As a federal appellate judge for the past dozen years, Supreme Court nominee Brett Kavanaugh has played a central role in building the nation's system of campaign finance laws. It's a system that voters hold in low esteem in recent polls.

Kavanaugh has been on the U.S. Circuit Court for the District of Columbia, a frequent destination for cases involving the Federal Election Commission. His decisions have effectively pulled the campaign finance system rightward, letting in more money with less regulation. He's been roughly in sync with Anthony Kennedy, the justice he once clerked for and now might succeed.

That record has drawn relatively little attention in the fight over confirming Kavanaugh for the Supreme Court. It's a mistake on the part of liberals, said Chiraag Bains, director of legal strategies for the progressive advocacy group Demos.

"I think his record on money and politics should be right up there alongside the likelihood that he'll overturn Roe or strike down the ACA," Bains said, referring to the Affordable Care Act, the Obama health-care law that President Trump and congressional Republicans have tried to repeal.

One of Kavanaugh's decisions has been in the news lately because it deals with foreign money. A Russian company cites the law, including the ruling, as it fights an indictment for allegedly financing social media ads during the 2016 campaign.
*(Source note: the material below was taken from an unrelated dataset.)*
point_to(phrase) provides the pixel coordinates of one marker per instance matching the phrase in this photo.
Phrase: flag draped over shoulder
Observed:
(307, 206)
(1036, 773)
Kavanaugh's opinion, from 2011, spotlights a loophole in the federal prohibition against foreign money in American elections. He laid out the difference between messages to vote for or against a candidate, known legally as express advocacy, and more general messages about issues, called issue advocacy. Money for express advocacy is generally regulated and disclosed; issue-advocacy money generally is neither.

The two plaintiffs had asked only about express-advocacy contributions.

"All the court needed to say was this ban on foreign nationals spending money in American elections is clearly constitutional, under decades and decades of Supreme Court precedent," said Adav Noti, then with the Federal Election Commission, who argued the FEC's case before Kavanaugh and two other judges.

"The first question I was asked was by Judge Kavanaugh, who asked me a series of hypotheticals about foreign nationals spending money on issue advocacy — which was not one of the topics that was actually before the court in that case," Noti said. "It seemed like Judge Kavanaugh was interested in writing an opinion that dealt with that topic even though it wasn't raised in the case."

The Supreme Court unanimously affirmed Kavanaugh's opinion.

"He did recognize that people who are not citizens of the United States can engage in issue advocacy," said James Bopp Jr., a leading conservative lawyer in campaign finance. "I think that was correctly decided."

Issue ads accounted for most of the Russian internet activity in the 2016 campaign.

Bopp said he considers a different campaign finance decision as Kavanaugh's best; it involved the liberal women's group EMILY's List. Kavanaugh ruled that EMILY's List could set up a nonprofit wing to raise unlimited funds for issue advocacy. This was in 2009, the year before Justice Kennedy wrote the Supreme Court's Citizens United decision, which reached a similar conclusion.

Bopp, who won a similar argument at a different appeals court, said, "EMILY's List is one of the cases decided recognizing — legalizing super PACs prior to Citizens United."

The reasoning behind EMILY's List, Citizens United and even the foreign money case is that unregulated money raised for issue advocacy cannot be corrupting, because candidates are not directly involved with issue advocacy.

"That opinion, to me, shows that even before Citizens United, Kavanaugh had bought into the idea that donors have the right to make limitless expenditures based on the out-of-touch idea that if spending isn't officially coordinated with a candidate, it cannot ever be corrupting," said Bains.

It also suggests the Kavanaugh might be ready to go further down that trail as a Supreme Court justice.